I came across this link to a video about homeschooling made as a senior project by a photojournalism student, Dave Londres at the Rochester Institute of Technology.
I appreciate how he makes homeschoolers look like normal people. More importantly, I appreciate the comment by the father towards the end of the movie about how his twelve year old twins are just 12, not 12 going on twenty. He also talks about how he hopes his children are working to their full potential but that they are not any smarter than any other twelve year olds.
That touches on one of my biggest bugbears about homeschoolers. There is this tendency to try to prove that homeschoolers are better and brighter than their institutionally schooled counterparts. It drives me crazy. Homeschoolers fit onto a curve, just as all other school kids do, some are brighter than others, some are average and some are not as bright as the others. Perhaps the bell curve for homeschoolers is slightly shifted to the right, but perhaps it isn't. Frankly, while I am very impressed by some homeschoolers, I am not at all impressed by others. I often find it amusing that it's those homeschooler who I think would probably be better off sending their kids to someone else to be educated who are often the ones who sing the "party" song the loudest.
Deca Durabolin
3 years ago
3 comments:
Shez, I really loved this post. It's so obnoxious to sit with other home school mothers who all have geniuses/gifted/perfectly mannered children. It'd be nice to meet some "normal" children. Like mine!
I agree with all of this. Very early on I thought one of the reasons to homeschool was because my children were so special, so bright, so not those other kids...Yuck.
My eyes got opened by Allison McKee at a homeschooling conference. She said that all of our kids are just normal kids and we put a lot of undo pressure on them, ourselves and our public schooling neighbors when we think that they have to be geniuses because we homeschool. That only brings constant testing and monitoring and comparing and competing instead of learning, and enjoying and maintaining close relationships with friends and family.

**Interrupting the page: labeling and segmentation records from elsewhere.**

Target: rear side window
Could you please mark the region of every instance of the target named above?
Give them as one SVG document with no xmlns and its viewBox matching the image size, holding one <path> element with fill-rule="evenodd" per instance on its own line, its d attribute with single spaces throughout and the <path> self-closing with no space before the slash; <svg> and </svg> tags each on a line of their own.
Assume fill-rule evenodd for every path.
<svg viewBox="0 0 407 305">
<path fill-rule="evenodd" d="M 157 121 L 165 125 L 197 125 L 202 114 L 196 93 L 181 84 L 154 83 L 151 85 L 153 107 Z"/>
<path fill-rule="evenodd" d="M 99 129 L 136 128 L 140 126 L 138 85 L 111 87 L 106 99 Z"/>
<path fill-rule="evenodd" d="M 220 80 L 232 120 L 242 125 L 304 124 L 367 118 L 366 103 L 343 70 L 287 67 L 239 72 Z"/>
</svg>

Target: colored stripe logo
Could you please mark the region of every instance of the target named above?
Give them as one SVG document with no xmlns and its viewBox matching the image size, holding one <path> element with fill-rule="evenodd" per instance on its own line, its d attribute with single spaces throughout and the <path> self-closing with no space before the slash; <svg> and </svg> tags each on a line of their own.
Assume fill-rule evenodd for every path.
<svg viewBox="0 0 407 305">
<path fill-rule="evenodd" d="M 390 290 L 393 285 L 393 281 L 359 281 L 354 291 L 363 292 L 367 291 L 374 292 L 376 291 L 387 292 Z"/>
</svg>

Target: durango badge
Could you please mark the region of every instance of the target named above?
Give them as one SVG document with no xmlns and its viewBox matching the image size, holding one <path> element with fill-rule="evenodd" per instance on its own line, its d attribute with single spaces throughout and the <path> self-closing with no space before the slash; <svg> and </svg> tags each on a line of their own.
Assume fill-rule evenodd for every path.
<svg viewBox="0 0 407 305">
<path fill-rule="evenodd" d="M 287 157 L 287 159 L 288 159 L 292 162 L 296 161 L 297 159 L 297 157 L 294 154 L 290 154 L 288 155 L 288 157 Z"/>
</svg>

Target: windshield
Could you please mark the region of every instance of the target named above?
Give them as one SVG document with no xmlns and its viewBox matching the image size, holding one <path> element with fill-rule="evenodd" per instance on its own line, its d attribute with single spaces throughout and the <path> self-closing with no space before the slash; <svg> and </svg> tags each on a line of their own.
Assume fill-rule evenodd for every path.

My kids have acted inappropriately at times, because they're children! They're also nice and aware because that's how they're wired. I think homeschooling can help with allowing kids to be who they truly are, and not be forced into cliques or trends that have nothing to do with their true interests, but it doesn't make any kids geniuses or saints, much as some would like to think so.

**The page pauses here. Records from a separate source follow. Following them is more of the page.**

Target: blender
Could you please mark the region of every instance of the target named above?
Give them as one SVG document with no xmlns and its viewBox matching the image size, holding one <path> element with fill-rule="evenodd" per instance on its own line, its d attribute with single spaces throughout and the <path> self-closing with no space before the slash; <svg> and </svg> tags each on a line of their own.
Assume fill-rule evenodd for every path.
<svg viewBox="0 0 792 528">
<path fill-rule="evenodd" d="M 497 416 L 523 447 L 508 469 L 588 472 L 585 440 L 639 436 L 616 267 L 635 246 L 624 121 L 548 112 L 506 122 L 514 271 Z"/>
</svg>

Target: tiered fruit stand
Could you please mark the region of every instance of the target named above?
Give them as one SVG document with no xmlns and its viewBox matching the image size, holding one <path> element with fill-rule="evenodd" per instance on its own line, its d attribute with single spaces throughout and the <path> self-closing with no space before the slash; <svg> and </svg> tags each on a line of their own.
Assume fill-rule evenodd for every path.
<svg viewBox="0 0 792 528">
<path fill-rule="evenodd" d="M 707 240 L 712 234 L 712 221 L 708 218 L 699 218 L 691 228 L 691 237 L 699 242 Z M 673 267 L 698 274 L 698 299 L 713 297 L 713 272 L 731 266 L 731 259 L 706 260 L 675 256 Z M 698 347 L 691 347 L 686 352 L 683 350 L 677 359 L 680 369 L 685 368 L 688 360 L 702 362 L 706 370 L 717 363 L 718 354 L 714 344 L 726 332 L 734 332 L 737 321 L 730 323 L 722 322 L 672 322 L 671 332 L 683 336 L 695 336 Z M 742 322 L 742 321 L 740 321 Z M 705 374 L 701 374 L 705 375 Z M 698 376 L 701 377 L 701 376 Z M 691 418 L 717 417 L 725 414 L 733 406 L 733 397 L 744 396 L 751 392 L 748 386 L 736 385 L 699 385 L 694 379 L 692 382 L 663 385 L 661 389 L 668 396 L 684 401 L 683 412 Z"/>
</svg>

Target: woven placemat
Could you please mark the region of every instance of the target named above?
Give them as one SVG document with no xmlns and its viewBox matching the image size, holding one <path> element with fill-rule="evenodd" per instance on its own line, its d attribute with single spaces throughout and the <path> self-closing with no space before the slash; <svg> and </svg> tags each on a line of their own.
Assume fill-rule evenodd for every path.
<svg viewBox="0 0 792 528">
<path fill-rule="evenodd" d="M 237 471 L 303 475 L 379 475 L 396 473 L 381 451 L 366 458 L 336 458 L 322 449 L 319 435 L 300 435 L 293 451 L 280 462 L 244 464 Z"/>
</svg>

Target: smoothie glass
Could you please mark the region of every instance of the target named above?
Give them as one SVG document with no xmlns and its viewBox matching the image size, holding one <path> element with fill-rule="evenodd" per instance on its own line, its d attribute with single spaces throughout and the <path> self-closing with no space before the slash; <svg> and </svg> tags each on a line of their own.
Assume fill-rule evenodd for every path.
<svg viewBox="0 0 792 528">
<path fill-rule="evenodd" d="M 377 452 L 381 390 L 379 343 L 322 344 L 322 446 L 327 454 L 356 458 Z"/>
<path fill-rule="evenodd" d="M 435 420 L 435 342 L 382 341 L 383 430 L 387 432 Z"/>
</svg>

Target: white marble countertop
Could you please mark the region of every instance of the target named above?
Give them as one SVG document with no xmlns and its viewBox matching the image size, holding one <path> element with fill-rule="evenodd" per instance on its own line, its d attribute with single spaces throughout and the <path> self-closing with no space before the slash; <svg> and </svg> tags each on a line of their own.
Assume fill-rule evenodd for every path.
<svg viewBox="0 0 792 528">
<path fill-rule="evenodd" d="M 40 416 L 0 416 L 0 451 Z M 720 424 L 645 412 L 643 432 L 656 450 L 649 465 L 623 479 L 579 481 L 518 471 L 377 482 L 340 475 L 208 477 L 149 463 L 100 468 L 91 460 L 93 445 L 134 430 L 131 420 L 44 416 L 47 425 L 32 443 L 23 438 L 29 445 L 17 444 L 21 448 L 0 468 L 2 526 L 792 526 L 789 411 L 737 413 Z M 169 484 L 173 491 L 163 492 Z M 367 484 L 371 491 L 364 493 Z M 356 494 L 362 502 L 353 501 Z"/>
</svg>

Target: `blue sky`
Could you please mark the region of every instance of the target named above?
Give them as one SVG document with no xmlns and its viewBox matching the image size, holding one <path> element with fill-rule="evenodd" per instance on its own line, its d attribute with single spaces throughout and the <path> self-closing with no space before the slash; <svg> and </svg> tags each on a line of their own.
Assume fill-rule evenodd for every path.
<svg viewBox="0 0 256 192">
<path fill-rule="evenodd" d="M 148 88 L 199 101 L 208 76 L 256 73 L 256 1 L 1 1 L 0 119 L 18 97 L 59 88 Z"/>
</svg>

My kids are eminently "normal"!
Thanks for the link to that great video.
I also see and know homeschooled kids who run the gamut from precocious to to on grade level to behind, from social to unsocialized, from isolated to not isolated, from shy to outgoing, from well mannered to bratty or bully-ish, from those who stand out to those who blend into the background and from happy to sad. Homeschoolers are a wide variety and frankly I don't know what "normal" is anymore as people are a combination of things.
I also feel that some people hold homeschoolers to a higher standard than schooled kids. For example the legislation that tried to get passed in my state this year, well, to me it put higher standards on homeschooled kids than what the schooled kids and the school administrators are accountable for. It is not fair.
A friend with a child with Turrett's Syndrome and mulitple learning disabilities who was failed by public school is now happily homeschooled. However his mother admits that due to various neurological issues that are challenging for him, he is behind a bit in some subjects, just as he would in school. However if he were in school they'd be happy to let him be behind due to his LD label and his medical issues. Yet with HSing I am not sure that he will be let off the hook. His mother is concerned what will happen in the next legislative session.